Elle ne bougea pas d'un pouce tandis qu'un éclair illumina la chambre. Il l'observa un moment avant de comprendre et soupira.
-Tu veux dormir ici pour ne pas être seule, je me trompe?
Elle détourna le regard et tourna la tête, rougissante, ce qui fit sourire le Chirurgien.
-Dans le mille.
Elle fit une mine boudeuse, rouge comme une pivoine et fut bien évidemment cassée par un nouveau grondement. Il soupira une nouvelle fois.
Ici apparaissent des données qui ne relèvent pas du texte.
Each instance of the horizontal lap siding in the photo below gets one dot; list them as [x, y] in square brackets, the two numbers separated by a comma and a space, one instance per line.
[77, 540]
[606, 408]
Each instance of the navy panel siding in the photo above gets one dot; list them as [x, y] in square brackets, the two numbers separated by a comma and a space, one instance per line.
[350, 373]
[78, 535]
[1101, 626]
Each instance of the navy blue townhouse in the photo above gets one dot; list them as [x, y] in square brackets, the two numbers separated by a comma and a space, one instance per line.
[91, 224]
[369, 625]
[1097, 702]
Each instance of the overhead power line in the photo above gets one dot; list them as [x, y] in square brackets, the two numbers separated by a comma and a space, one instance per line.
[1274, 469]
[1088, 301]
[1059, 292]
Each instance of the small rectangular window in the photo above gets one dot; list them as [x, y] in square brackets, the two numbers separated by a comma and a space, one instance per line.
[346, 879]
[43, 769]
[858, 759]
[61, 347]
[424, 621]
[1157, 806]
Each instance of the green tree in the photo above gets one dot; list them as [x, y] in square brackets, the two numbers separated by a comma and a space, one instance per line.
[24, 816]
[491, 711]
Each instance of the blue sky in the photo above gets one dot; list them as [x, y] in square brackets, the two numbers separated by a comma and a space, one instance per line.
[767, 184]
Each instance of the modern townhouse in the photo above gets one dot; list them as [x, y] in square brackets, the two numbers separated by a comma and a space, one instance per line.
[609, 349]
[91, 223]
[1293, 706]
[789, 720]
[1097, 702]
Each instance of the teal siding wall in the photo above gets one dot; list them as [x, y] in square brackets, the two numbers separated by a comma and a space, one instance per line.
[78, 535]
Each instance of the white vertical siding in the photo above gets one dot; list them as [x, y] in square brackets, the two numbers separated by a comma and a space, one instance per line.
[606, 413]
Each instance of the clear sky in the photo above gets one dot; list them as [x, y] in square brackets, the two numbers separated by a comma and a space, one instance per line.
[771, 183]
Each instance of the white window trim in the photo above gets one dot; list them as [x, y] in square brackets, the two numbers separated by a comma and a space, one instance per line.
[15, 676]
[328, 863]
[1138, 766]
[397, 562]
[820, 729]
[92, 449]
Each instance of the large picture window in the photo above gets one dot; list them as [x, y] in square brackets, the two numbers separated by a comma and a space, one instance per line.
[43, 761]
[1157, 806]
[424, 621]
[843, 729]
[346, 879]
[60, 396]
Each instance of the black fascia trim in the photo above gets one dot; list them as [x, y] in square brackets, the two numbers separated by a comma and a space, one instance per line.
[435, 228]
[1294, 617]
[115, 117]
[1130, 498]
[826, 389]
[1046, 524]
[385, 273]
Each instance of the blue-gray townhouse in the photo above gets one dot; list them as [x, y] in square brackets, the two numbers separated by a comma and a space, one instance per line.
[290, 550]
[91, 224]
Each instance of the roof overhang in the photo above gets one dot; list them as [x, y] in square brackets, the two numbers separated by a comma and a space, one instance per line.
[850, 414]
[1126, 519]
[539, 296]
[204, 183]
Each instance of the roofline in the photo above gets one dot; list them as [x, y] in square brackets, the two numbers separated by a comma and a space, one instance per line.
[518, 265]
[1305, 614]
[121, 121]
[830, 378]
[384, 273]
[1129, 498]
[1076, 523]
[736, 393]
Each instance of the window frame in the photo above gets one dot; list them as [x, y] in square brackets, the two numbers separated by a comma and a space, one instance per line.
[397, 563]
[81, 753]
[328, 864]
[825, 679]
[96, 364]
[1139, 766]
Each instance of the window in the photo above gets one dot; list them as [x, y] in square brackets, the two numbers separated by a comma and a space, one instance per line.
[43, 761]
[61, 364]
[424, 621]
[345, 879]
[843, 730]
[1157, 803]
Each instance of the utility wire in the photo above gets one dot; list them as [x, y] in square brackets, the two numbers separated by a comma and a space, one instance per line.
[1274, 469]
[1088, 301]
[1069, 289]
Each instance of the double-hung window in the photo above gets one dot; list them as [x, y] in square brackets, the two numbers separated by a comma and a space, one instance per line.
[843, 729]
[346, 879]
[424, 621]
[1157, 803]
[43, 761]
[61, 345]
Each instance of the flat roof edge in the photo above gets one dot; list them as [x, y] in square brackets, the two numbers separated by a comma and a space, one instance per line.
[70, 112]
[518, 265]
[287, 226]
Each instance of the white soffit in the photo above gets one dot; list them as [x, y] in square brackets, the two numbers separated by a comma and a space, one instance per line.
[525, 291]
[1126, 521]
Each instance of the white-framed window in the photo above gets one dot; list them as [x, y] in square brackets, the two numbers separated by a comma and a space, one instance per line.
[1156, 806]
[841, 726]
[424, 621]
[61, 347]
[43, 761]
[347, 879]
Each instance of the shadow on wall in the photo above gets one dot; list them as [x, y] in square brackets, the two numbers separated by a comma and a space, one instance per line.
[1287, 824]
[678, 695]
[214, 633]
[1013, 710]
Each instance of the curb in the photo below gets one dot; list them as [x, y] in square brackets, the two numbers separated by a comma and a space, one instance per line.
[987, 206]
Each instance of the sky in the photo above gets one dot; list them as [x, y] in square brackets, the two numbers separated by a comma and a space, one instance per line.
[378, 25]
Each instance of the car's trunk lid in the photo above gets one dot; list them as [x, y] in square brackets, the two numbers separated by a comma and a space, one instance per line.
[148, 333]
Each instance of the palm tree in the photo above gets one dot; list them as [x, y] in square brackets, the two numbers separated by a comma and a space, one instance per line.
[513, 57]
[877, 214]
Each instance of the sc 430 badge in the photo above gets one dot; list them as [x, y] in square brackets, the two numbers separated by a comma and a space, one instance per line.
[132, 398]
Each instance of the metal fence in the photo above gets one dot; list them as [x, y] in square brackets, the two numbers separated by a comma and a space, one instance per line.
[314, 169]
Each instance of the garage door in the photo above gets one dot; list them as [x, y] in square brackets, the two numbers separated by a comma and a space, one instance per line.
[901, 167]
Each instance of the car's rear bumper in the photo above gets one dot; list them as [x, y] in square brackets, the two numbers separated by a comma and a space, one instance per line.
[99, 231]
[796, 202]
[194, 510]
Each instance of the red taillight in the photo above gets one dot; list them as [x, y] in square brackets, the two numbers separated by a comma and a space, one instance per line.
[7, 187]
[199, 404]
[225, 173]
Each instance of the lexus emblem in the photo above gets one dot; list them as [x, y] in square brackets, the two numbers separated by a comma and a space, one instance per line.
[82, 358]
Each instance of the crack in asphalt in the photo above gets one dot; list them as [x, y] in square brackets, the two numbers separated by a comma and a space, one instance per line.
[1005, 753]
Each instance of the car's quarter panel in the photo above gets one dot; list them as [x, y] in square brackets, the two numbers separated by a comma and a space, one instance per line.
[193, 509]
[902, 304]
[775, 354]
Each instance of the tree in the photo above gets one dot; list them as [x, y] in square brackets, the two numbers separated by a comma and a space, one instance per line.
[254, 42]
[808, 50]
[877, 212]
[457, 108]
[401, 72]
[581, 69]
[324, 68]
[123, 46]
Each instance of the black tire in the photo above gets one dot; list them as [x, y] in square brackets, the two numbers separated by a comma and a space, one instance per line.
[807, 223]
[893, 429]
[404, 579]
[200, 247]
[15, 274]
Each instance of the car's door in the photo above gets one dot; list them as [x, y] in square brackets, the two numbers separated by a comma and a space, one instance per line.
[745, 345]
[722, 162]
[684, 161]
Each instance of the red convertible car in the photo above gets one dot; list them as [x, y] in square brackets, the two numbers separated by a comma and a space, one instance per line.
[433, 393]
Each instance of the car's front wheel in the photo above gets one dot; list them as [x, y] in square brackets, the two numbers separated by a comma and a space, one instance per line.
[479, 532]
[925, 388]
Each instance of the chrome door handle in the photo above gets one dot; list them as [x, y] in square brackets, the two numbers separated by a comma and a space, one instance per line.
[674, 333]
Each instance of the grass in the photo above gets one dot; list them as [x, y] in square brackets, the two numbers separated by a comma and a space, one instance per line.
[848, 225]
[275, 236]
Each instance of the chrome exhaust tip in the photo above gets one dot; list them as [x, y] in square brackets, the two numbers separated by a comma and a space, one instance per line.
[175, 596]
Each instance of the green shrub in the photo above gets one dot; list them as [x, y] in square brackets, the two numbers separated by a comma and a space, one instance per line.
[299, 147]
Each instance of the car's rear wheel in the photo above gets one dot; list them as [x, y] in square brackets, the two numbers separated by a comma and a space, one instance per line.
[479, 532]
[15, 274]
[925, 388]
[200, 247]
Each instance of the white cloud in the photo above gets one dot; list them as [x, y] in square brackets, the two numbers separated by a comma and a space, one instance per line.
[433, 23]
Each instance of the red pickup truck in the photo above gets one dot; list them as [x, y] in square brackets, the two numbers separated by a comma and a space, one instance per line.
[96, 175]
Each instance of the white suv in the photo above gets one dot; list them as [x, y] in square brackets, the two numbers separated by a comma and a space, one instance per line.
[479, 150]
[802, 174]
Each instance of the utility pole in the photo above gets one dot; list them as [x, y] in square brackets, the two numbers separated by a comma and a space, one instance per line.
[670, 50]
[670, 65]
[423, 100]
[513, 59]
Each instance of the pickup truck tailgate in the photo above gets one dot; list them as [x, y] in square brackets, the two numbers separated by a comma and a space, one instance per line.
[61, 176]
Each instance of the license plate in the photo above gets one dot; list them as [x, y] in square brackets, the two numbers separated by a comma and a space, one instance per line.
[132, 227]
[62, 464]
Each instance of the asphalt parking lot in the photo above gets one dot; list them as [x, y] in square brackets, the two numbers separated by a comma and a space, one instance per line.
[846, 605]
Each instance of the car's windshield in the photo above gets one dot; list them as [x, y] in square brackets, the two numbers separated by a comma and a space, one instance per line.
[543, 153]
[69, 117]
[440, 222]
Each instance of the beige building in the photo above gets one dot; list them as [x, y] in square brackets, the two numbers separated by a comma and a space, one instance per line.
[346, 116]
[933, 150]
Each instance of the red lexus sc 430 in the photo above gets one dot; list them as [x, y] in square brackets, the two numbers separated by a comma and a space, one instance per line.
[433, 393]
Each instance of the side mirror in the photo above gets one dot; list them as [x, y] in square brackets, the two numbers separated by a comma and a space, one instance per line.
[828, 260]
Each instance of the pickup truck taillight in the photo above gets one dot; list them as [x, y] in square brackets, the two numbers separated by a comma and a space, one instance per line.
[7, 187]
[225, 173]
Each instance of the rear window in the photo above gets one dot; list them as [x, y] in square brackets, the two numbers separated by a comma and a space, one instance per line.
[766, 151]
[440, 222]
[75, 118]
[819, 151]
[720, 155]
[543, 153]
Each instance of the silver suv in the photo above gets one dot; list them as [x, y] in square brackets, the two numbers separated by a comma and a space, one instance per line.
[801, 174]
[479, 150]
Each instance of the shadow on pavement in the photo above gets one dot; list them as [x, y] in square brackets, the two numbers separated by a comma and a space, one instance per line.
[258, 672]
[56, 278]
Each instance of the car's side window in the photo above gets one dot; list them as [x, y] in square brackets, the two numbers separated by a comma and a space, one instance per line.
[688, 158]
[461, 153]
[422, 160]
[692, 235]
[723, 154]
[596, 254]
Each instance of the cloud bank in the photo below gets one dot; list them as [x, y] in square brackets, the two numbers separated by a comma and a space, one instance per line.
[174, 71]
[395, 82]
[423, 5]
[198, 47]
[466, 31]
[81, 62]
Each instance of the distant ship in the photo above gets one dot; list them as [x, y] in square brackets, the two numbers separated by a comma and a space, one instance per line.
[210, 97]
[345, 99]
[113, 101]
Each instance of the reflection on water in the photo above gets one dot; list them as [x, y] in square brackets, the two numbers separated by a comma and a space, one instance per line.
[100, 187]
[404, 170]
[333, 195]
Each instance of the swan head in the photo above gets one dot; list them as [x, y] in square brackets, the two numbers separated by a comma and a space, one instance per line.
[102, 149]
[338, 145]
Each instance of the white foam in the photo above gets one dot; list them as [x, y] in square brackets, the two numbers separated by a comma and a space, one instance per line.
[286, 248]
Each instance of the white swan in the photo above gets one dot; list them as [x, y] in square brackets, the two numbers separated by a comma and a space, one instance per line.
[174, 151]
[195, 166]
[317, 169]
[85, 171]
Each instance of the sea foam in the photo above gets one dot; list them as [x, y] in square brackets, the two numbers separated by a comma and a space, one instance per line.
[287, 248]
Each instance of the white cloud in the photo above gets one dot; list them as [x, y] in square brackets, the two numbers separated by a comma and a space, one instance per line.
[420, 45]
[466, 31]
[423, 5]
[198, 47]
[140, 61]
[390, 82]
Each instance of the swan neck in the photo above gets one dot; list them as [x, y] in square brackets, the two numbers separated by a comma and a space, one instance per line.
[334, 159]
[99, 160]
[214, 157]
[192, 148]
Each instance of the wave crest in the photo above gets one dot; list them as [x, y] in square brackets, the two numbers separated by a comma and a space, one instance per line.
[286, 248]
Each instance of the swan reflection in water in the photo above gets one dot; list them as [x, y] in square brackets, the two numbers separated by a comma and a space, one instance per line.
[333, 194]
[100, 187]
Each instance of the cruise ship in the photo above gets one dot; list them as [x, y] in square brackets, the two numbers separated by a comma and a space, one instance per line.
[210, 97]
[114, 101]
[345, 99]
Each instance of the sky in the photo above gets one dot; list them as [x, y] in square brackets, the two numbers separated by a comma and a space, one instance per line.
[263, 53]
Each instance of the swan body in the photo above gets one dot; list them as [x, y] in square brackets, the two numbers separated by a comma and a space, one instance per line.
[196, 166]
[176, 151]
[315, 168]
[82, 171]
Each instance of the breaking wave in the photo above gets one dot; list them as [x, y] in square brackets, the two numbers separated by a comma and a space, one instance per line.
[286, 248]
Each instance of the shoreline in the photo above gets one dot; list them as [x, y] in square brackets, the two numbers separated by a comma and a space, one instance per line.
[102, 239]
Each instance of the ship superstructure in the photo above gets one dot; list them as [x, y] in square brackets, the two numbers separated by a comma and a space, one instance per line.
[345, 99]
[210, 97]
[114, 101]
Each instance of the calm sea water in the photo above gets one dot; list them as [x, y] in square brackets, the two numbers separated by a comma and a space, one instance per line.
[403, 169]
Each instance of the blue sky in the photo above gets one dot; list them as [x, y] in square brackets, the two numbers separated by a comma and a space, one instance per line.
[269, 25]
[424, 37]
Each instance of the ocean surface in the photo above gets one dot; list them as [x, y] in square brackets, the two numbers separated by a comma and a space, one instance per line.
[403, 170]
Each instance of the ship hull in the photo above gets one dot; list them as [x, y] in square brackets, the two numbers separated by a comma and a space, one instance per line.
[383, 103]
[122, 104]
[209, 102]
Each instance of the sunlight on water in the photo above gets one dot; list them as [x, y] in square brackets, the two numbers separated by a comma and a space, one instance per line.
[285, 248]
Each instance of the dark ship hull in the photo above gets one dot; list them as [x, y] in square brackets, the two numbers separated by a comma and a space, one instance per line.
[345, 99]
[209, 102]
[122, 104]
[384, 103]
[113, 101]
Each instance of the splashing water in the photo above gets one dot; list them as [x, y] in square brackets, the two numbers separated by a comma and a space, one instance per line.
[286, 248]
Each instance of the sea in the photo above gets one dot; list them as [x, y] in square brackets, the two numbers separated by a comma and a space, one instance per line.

-Je suis trop gentil par moment moi.
-...
-Bon, tu fermes la porte et tu viens oui ou non? Dit-il en la voyant figée sur place.
Elle posa la pile de t-shirts sur un meuble et alla fermer la porte tandis que lui souffla sur la bougie et s'allongea. Elle alla ensuite immédiatement se mettre derrière lui, se recroquevillant dans les coussins et se cachant dans son dos, minimisant ainsi les grondements en faisant barrage de la couette. Elle avait toute la place du monde dans ce lit mais elle venait quand même se coller à lui celle là. Il pu sentir ses mains s'accrocher au dos du t-shirt qu'il portait. Quand même, c'était la première fois qu'une femme dormait dans son pieu pour une toute autre raison que celle qui était évidente. C'était une nouveauté pour notre Chirurgien adoré.